- AI is rapidly shifting from a corporate technology choice to a matter of national sovereignty, as productivity, GDP, and data control increasingly depend on a country’s chosen AI models and deployment strategies.
- At the World Government Summit, experts emphasized that in the next 3–5 years, every nation must decide the level of control they want over their own productivity and GDP through AI.
- AI is viewed as a core productivity engine, making the choice of technology a matter of long-term national interest rather than just a technical issue.
- Open-source models are seen as a clearer path for governments to ensure transparency, as they allow full visibility into system operations and easy customization for local needs.
- Joseph Tsai noted that open source is particularly attractive to nations prioritizing data sovereignty, as it allows AI to be deployed entirely on domestic infrastructure.
- Post-training and running inference on open-source models empower governments with full ownership and control, eliminating dependency on original providers.
- In China, the open-source trend stems from economic reality: SaaS models do not scale effectively, forcing developers to prioritize usage over direct monetization.
- The AI economy is shifting from software to infrastructure: cloud services, data centers, and massive computing power have become the primary profit drivers.
- Even with open source, AI still requires electricity, batteries, specialized materials, data, and massive capital, making the government’s coordinating role increasingly vital.
- The “AI bubble” debate is being re-evaluated, as current investments resemble historic infrastructure waves that leave long-term value despite unclear initial returns.
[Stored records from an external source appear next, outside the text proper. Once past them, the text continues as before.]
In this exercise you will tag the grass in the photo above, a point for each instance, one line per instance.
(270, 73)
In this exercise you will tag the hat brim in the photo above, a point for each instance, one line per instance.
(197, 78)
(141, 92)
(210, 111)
📌 Conclusion: AI is becoming a new pillar of national sovereignty, directly linked to productivity, data, and economic power. Within the next 3–5 years, governments must choose suitable AI models, with open source emerging as a tool for technological control and independence. However, the true value of AI lies not just in software but in computing infrastructure, energy, and public investment, redefining the role of the state in the AI era.